KI-Glossar
Das vollständige Wörterbuch der Künstlichen Intelligenz
t-SNE
Non-linear dimensionality reduction algorithm using probability distributions to preserve local structures when visualizing high-dimensional data.
Perplexity
Crucial t-SNE parameter controlling the effective number of neighbors considered for each point, influencing the balance between local and global structure.

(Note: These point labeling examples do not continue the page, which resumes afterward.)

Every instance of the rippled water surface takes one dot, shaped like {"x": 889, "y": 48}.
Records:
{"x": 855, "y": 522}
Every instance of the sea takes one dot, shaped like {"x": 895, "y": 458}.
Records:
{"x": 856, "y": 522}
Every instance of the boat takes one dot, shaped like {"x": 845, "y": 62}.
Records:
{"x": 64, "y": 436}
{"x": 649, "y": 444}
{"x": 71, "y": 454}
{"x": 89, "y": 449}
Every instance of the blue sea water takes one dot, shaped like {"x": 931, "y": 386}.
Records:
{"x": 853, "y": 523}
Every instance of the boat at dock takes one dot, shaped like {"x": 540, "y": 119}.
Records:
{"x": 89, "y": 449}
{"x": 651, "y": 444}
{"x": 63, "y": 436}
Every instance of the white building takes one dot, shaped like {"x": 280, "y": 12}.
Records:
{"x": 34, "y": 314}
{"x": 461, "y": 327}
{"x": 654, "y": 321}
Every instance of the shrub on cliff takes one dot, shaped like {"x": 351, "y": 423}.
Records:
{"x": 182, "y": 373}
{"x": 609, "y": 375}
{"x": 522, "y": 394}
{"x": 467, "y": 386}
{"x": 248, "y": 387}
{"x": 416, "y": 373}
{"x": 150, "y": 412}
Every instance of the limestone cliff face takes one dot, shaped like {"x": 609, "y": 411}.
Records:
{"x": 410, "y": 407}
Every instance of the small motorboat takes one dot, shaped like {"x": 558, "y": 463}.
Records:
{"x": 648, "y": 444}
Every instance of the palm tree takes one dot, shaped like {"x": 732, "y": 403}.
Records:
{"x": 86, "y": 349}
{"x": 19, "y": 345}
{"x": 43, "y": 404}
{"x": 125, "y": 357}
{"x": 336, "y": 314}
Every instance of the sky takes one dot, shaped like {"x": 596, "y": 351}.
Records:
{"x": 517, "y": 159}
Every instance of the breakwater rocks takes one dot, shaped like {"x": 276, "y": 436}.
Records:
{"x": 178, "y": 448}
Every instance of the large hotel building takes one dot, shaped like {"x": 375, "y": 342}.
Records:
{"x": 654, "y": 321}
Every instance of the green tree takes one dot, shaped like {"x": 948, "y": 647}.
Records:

Kullback-Leibler divergence
Cost function used in t-SNE measuring the dissimilarity between probability distributions in high and low-dimensional space.
Similarity matrix
Mathematical structure representing probabilistic relationships between pairs of points in the original space, based on Gaussian distances.
Gaussian kernel
Exponential kernel function used to convert Euclidean distances into conditional probabilities in high-dimensional space.
t-distribution
Heavy-tailed probability distribution used in low-dimensional space to effectively separate similar points from dissimilar ones.
Crowding Problem
Phenomenon where high-dimensional points become compressed in reduced space, solved by t-SNE through the t-distribution.
Barnes-Hut t-SNE
Optimized variant of t-SNE using a quadtree approximation to reduce computational complexity from O(n²) to O(n log n).
Early Exaggeration
Initial phase of t-SNE that artificially amplifies similarities to form well-separated clusters before final refinement.
Gradient Descent
Iterative optimization algorithm that minimizes KL divergence by gradually adjusting positions in the low-dimensional space.
Learning Rate
Parameter controlling the magnitude of position updates at each iteration, crucial for convergence and final quality.
Momentum
Convergence acceleration technique that adds a fraction of the previous gradient to the current gradient in t-SNE optimization.
Local Structure
Preservation of immediate neighborhood relationships between points, a main characteristic of t-SNE unlike global structures.
Conditional Probabilities
Symmetrized similarity measures between points calculated as probabilities that one point chooses another as a neighbor.
Multi-Scale t-SNE
Extension of t-SNE that combines multiple perplexities to simultaneously capture local and global data structures.
Parametric t-SNE
Variant that learns a parametric mapping function allowing projection of new data without full recalculation.
Trustworthiness
Evaluation metric quantifying the preservation of close neighbors in the projection compared to the original space.
Neighborhood Graph
Graph structure representing neighborhood relationships used to initialize and visualize similarities in t-SNE.